The Kalman Gain at time $t$ can be expressed as $K_t = \hat{\Sigma_t} C_t^T (C_t \hat{\Sigma_t} C_t^T + Q_t)^{-1}$, where $\hat{\Sigma_t}$ is the predicted state covariance matrix, $C_t$ is the measurement matrix, and $Q_t$ is the measurement noise covariance matrix.

The Kalman Gain and the measurement are used to derive $x_t = \hat{x}_t + K_t(z_t-C_t\hat{x}_t)$, where $\hat{x}_t$ is the predicted state estimate, and $C_t\hat{x}_t$ is the predicted measurement. The state covariance matrix is also updated, giving $\Sigma_t = (I - K_t C_t)\hat{\Sigma_t}$.

These measurements are used to decrease the probability distribution variance, thereby improving the accuracy of subsequent predictions. At each frame $t$, the Kalman filter outputs a set of predictions regarding the object states, $\hat{x}_t$, along with the associated state covariance matrices $\Sigma_t$.

The object features, spatial features, and detections in the object detection stage, as well as the predicted object states output by the the Kalman filter, are used as input into the data association stage of the process. 

The probability distributions output by the Kalman filter are compared to the observed positions of the detected objects in each frame forming what is called the Mahalanobis distance.

As part of the data association stage, the deep appearance descriptor is a CNN which is trained on a large-scale person re-identification dataset. It takes as input a cropped image of an objects outputs a high-dimensional feature vector that represents the appearance of the object in the image. The cosine distance between vectors can then be computed, resulting in a score representing the similarity between the appearance of objects between frames.

The resulting cosine distance score from the deep appearance descriptor, and the Mahalanobis distance can be linearly combined to form a scalar value that can be used by the Hungarian algorithm to assign detections to their identities.

The Hungarian algorithm is a global optimization algorithm which takes as its input a cost matrix consisting of the intersection-over-union (IoU) distances between the bounding box locations output by the object detection classifier network, and the predicted states produced by the Kalman filter. Given $n$ targets, we have $n$ predicted states which must be matched to $n$ detections.

A brute force approach to this linear assignment problem is of $\theta(n!)$ time complexity. In comparison, the Hungarian algorithm is able to solve this same problem in $\theta(n^3)$, thereby establishing an initial correspondence between the tracks and the detections more efficiently than otherwise possible.

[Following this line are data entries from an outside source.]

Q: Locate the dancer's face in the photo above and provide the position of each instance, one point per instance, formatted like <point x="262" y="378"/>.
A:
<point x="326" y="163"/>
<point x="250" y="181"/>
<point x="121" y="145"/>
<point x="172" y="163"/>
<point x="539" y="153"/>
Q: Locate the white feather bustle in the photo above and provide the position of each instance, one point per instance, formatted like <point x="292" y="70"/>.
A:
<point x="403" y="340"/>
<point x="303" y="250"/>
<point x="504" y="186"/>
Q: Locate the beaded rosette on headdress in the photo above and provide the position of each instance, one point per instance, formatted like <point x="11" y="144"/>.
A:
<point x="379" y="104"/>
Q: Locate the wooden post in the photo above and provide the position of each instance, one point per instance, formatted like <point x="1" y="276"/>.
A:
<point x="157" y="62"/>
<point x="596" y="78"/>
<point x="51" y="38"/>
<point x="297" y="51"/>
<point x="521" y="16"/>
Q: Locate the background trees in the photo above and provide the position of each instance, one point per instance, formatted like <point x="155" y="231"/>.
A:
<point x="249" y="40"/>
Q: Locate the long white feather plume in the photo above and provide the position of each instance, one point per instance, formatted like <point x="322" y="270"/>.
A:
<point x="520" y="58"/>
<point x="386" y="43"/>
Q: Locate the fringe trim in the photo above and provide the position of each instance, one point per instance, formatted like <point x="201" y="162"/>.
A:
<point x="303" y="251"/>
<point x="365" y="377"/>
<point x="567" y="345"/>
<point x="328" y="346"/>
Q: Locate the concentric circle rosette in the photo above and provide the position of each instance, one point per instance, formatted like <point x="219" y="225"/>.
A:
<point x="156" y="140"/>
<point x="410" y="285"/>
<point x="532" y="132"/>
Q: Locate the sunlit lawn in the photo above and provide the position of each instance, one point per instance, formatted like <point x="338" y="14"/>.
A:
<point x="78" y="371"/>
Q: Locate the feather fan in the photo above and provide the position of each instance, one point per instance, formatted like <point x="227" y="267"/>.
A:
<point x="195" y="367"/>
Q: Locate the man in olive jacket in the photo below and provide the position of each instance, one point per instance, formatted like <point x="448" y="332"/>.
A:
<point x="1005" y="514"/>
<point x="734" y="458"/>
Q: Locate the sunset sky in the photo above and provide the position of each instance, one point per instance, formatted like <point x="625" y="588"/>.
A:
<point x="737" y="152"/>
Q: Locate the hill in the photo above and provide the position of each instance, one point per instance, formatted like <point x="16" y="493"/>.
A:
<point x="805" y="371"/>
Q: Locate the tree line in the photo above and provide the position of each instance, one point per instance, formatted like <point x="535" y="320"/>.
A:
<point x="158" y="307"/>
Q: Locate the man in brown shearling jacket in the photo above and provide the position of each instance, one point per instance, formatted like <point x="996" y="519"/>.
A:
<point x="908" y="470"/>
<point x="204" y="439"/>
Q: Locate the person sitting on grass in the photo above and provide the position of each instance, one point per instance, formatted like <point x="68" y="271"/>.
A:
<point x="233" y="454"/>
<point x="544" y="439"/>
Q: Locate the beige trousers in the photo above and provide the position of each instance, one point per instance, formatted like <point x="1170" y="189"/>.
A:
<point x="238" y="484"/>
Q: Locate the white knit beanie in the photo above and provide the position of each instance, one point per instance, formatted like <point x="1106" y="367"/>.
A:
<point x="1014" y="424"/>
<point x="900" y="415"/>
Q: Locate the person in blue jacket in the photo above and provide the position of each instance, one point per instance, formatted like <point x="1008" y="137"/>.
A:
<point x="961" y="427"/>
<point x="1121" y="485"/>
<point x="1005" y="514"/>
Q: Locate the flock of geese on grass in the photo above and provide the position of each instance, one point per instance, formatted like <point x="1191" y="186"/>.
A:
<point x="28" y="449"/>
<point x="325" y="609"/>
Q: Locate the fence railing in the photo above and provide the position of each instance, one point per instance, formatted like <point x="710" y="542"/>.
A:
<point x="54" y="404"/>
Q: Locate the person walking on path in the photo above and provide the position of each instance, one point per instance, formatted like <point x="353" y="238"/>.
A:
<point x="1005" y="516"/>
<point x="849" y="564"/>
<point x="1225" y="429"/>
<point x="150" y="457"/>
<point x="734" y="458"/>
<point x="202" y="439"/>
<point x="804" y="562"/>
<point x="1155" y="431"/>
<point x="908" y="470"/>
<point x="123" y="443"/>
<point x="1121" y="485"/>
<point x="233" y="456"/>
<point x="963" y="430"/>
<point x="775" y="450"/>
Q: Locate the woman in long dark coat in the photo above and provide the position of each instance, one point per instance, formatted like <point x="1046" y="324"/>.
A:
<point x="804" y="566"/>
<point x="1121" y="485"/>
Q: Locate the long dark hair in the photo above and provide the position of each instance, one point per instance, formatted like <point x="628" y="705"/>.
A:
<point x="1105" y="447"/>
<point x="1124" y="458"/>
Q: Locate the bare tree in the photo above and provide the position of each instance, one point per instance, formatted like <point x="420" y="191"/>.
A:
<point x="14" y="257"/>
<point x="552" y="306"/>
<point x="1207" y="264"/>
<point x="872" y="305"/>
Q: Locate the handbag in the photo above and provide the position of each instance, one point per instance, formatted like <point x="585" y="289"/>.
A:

Cascade matching is an extension of the IoU matching algorithm mentioned above. In an effort to reduce the time complexity of the Hungarian algorithm, cascade matching attempts to match the most recent detections to the most recent identifications, and older detections with older identifications. 











# Task 3
In the original Simple Online and Realtime Tracking paper, the authors explicitly state that, "...incorporating complexity in the form of object re-identification adds significant overhead..." which could potentially limit the abilit for SORT to be used in real-time applications. Later in the paper, they reiterate this shortcoming, stating that, "...object re-identification is beyond the scope of
this work..." That being said, the follow-up, Simple Online and Realtime Tracking With a Deep Association Metric, attempts to address this issue by introducing the Deep Appearance Descriptor which is explicitly trained on a re-identification dataset, in an effort to reduce the likelihood of track fragmentation or identity switches. Even so, there are limitations, and given that in a game of soccer, players are wearing nearly identical outfits, much of the discriminative power of their appearance have been greatly reduced. The smaller details such as facial features are far less apparent, and thus is is completely understandable as to why the Deep-SORT algorithm would struggle to identify players.